Detailed Description
Aim 1: To examine the effectiveness of VR plus standard medical therapy in reducing the experience of pain in patients 6 to 21 years with sickle cell VOC who present to the emergency department (ED), compared to historical standard medical care alone. Hypothesis 1: Patients who receive VR in addition to standard medical therapy will report lower pain severity when compared to historical control patients who received standard medical therapy alone. Aim 2: To examine the effectiveness of VR plus standard medical therapy in reducing hospital admission rates for patients 6 to 21 years with sickle cell VOC who present to the ED, compared to historical standard medical therapy alone. Hypothesis 2: Patients who receive VR in addition to standard medical therapy will have a decreased rate of admission to the hospital compared to historical control patients who received standard medical therapy alone. Secondary Aim 1: To examine the effectiveness of VR plus standard medical therapy in reducing length of stay in the ED Secondary Hypothesis 1: Patients who receive VR plus standard medical therapy will have shorter stays in the ED when compared to historical control patients who received standard medical therapy alone. Secondary Aim 2: To examine the effectiveness of VR plus standard medical therapy in reducing time to ED disposition. Secondary Hypothesis 2: Patients who receive VR plus standard medical therapy will have shorter time to ED disposition when compared to historical control patients who received standard medical therapy alone.
Investigators
Eligibility Criteria
Inclusion Criteria
- •Age of 6 to 21 years
- •Sickle cell disease, any genotype
- •Diagnosis of VOC
- •Pain score of 4 or greater
Exclusion Criteria
- •Non-VOC pain (from acute illness or injury)

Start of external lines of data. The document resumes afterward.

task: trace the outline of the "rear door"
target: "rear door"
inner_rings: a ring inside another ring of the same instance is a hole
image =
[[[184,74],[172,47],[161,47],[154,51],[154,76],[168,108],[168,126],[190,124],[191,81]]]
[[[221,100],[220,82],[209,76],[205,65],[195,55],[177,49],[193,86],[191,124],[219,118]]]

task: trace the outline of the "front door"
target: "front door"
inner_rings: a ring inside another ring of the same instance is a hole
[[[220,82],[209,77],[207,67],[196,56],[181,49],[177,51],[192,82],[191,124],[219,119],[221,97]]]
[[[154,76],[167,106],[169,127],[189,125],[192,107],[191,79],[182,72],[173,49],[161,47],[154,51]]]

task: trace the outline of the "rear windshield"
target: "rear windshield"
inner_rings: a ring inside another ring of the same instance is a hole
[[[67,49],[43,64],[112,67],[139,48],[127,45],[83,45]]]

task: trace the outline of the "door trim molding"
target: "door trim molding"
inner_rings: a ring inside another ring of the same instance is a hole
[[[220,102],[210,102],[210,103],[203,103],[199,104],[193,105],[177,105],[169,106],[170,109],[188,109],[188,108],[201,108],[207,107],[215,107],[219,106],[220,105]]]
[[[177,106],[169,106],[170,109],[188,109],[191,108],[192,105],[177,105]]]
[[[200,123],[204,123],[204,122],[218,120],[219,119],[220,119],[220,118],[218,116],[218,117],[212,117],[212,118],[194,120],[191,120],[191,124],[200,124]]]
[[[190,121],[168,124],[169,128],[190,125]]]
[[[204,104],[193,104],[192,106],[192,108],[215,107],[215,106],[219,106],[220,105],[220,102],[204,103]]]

- •Respiratory distress or acute chest syndrome or cough
- •Complaints of headache/dizziness/nausea during visit
- •History of epilepsy or seizures
Outcomes
Primary Outcomes
Patient Disposition
Time Frame: Time frame is variable based on patient treatment course. For the trial arm, virtual reality therapy and time study team will interact with the patient is estimated to be 30 minutes.
Patient disposition (admitted to hospital or discharged from emergency department) will be recorded.
Pain Scores
Time Frame: Pain scores will be measured during patient stay in the ED. This is variable based on patient treatment course. For the trial arm, virtual reality therapy and time study team will interact with the patient is estimated to be 30 min.

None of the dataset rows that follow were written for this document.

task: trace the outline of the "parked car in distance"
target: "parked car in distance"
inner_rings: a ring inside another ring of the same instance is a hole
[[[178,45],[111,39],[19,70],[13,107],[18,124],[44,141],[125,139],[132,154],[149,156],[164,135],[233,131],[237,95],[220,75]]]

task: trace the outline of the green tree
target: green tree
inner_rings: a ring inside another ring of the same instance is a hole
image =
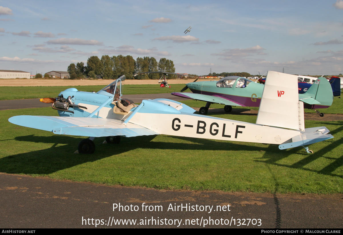
[[[175,73],[175,67],[174,66],[174,63],[172,60],[167,60],[165,58],[161,58],[159,60],[158,65],[158,70],[160,71],[163,71],[170,73]],[[169,78],[175,78],[176,75],[170,75],[168,77]]]
[[[67,71],[69,73],[70,78],[76,79],[77,78],[77,76],[76,75],[76,67],[75,66],[75,64],[73,63],[69,65]]]
[[[108,55],[103,55],[100,60],[103,65],[102,74],[104,79],[111,79],[113,78],[113,67],[114,63]]]
[[[136,60],[135,72],[137,74],[135,79],[149,79],[148,74],[141,74],[141,73],[146,73],[149,71],[149,60],[150,58],[147,57],[143,58],[138,57]]]
[[[86,75],[86,68],[83,62],[79,62],[76,64],[76,75],[78,77],[84,76]]]
[[[135,62],[132,56],[118,55],[117,56],[114,55],[111,59],[114,63],[113,74],[115,78],[125,75],[127,79],[133,78]]]
[[[149,59],[149,72],[154,72],[158,69],[157,61],[154,57],[150,57]],[[158,79],[159,76],[158,73],[149,73],[148,76],[150,79]]]
[[[86,73],[89,76],[89,72],[94,71],[96,75],[101,75],[103,71],[103,64],[99,58],[96,55],[91,56],[87,61]]]
[[[134,73],[135,61],[131,55],[127,55],[125,58],[125,65],[124,75],[127,79],[133,79]]]
[[[88,76],[89,76],[90,77],[92,77],[93,78],[96,78],[96,75],[95,73],[94,72],[94,71],[91,71],[88,73]]]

Patient pain scores will be recorded from time of patient presentation, after each dose of pain medication, at time of patient disposition. For the trial arm, pain scores will also be documented before and after the application of virtual reality goggles with guided meditation. Pain scores will be measured with the Wong-Baker Faces Scale generally for children 10 and under or depending on developmental and cognitive ability of the child or on a numeric scale from 0 to 10 with 0 correlating to "no pain" and 10 correlating to "severe pain."
Secondary Outcomes
- Length of Stay in the Emergency Department(Time frame is variable based on patient treatment course. For the trial arm, virtual reality therapy and time study team will interact with the patient is estimated to be 30 minutes.)
- Time to Emergency Department Disposition(Time frame is variable based on patient treatment course. For the trial arm, virtual reality therapy and time study team will interact with the patient is estimated to be 30 minutes.)